Ernest, sin saber cuánto iba a poder comer en las próximas horas, iba administrando la insulina que había podido llevar con él, inyectándola a través de los pantalones para que no le detuvieran.

Finalmente, el 2 de mayo de 1945 la pesadilla de Ernest daba a su fin. Al despertar, confirmaba que todos los alemanes habían desertado, y nadie les vigilaba. Tenía la oportunidad de salvar la vida si entraba en zona amiga, pero para ello tenía que arriesgarse a acercarse a una zona de conflicto. Poco después se cruzaba con unos soldados americanos, y conseguía la ansiada libertad.

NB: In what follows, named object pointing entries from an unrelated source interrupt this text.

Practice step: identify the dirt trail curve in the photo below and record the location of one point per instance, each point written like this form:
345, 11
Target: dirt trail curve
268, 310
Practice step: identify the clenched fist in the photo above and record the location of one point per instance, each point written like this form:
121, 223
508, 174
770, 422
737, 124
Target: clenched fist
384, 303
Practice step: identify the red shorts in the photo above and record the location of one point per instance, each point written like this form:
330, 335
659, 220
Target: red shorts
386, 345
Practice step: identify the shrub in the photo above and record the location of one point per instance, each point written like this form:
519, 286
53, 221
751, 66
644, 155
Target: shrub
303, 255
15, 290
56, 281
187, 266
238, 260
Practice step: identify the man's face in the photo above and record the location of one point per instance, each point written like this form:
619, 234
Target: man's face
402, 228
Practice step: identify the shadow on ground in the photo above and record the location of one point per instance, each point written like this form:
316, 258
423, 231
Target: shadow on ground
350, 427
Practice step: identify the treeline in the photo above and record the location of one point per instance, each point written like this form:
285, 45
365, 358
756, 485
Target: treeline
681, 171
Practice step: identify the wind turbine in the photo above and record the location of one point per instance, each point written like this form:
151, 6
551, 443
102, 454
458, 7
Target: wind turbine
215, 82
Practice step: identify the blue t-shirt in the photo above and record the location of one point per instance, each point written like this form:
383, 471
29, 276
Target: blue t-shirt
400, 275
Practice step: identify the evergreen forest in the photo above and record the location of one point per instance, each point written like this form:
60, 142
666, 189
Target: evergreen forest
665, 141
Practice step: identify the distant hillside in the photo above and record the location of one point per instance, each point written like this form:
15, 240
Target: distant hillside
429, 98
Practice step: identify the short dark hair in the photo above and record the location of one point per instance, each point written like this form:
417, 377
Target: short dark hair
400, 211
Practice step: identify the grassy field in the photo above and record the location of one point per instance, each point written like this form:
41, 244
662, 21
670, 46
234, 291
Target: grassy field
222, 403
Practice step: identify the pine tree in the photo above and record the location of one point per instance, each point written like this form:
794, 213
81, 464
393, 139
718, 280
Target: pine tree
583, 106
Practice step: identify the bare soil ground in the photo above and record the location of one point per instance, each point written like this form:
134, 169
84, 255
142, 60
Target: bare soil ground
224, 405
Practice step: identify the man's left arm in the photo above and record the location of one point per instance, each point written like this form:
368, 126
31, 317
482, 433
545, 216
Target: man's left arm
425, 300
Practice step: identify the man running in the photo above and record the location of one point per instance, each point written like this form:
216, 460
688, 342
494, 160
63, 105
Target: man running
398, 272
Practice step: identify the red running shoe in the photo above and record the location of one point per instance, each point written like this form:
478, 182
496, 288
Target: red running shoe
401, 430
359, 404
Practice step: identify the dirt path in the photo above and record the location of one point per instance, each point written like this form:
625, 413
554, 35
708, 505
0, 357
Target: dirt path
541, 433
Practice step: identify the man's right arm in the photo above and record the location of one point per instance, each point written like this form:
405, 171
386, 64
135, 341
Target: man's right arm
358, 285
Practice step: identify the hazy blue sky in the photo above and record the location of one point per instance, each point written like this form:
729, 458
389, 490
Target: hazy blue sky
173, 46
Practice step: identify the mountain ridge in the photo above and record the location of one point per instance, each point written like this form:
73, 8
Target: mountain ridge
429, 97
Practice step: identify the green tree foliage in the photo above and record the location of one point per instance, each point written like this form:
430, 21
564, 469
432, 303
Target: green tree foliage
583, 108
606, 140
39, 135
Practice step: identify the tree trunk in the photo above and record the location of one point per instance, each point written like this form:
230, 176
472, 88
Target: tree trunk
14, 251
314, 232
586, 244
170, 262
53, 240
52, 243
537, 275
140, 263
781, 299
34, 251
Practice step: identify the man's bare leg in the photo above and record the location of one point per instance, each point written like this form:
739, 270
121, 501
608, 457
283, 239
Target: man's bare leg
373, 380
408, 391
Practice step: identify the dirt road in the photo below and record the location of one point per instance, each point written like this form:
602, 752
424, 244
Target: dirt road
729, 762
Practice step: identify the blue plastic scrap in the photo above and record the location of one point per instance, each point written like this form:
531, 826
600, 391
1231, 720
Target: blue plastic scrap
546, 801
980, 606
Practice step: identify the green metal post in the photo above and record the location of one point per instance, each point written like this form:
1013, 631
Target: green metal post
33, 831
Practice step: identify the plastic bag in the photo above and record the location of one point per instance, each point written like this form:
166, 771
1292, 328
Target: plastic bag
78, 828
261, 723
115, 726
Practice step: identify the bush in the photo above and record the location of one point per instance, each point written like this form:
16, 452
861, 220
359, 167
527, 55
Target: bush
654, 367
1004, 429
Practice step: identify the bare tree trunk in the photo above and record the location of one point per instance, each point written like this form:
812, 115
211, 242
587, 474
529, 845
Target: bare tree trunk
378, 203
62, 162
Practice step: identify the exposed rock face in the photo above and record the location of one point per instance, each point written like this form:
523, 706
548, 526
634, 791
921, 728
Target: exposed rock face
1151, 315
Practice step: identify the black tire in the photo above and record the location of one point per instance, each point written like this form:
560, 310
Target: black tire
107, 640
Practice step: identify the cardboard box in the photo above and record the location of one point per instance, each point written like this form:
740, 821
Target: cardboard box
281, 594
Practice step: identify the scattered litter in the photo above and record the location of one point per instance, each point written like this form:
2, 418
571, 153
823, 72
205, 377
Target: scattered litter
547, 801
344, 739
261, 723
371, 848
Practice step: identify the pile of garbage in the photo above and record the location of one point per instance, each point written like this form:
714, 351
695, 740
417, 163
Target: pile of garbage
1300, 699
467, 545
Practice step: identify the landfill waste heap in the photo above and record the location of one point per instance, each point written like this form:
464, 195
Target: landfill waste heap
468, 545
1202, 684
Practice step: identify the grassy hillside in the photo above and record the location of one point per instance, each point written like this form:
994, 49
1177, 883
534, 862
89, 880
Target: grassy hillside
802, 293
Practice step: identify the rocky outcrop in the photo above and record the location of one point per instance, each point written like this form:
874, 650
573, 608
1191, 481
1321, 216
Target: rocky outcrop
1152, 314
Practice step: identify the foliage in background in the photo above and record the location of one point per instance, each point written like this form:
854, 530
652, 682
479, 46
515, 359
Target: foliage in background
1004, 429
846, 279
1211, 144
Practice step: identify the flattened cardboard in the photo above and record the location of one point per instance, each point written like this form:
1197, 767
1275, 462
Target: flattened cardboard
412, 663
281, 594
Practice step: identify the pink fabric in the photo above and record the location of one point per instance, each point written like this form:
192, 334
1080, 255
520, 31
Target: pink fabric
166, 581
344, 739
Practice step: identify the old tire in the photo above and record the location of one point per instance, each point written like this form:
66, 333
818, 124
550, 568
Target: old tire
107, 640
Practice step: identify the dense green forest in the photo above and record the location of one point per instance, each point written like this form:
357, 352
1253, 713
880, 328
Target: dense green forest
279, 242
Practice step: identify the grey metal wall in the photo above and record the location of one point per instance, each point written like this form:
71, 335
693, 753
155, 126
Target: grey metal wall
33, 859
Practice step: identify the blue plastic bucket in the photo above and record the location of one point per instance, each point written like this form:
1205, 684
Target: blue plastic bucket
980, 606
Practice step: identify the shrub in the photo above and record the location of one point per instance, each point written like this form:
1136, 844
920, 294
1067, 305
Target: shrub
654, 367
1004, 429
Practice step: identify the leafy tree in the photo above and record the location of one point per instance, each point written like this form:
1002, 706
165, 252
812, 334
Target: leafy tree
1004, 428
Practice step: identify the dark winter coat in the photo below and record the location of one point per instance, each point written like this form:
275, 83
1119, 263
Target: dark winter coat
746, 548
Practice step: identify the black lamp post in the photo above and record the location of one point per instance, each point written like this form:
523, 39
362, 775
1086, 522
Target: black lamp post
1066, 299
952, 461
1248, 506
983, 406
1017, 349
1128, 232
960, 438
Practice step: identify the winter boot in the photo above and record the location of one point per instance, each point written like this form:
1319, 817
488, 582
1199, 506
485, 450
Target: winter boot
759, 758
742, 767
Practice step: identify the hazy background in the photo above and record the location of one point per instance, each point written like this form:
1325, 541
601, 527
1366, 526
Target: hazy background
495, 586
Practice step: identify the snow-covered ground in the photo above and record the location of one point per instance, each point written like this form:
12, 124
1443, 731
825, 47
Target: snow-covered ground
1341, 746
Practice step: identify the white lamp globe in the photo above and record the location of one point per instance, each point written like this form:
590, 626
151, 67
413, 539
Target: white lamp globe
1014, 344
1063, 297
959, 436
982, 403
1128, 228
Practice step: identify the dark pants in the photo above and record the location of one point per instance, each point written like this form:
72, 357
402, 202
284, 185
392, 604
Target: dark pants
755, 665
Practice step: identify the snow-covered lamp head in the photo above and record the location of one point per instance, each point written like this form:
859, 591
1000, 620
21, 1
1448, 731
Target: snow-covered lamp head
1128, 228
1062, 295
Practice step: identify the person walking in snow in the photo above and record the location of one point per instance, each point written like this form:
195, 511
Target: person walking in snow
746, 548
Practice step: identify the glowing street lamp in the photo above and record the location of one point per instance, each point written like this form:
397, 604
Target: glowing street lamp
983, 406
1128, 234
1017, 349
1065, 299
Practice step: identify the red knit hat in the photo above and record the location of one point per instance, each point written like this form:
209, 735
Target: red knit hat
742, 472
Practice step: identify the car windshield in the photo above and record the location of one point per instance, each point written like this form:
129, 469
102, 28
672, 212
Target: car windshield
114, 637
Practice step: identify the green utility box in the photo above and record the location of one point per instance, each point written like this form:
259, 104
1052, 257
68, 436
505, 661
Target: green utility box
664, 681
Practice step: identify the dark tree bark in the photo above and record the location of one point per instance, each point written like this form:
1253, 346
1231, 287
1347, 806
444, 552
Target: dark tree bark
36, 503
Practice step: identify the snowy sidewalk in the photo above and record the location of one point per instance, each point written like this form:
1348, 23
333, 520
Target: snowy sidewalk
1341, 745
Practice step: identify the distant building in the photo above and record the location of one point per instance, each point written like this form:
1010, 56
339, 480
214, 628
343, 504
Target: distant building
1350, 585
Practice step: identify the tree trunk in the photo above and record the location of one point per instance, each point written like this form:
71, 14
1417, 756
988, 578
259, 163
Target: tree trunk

 Volvió a Viena, donde su hermano se reencontró con él un día después. Supieron que su padre había fallecido en Auschwitz, y Ernest descubrió que en Austria no había suministros médicos, y el resto de personas con diabetes había fallecido. Irónicamente, su periplo por los campos de concentración alemanes le había salvado la vida.

En 1947 Ernest y su hermano viajaban a Nueva York para reunirse con su hermana. Allí Ernest creó una empresa postal en Boradway, pese a que las complicaciones de la diabetes, unidas a los diversos traumatismos causados por las palizas le condujeron a la ceguera en 1956. Falleció en 1975, pero su ejemplo de coraje es todo un ejemplo para muchas personas.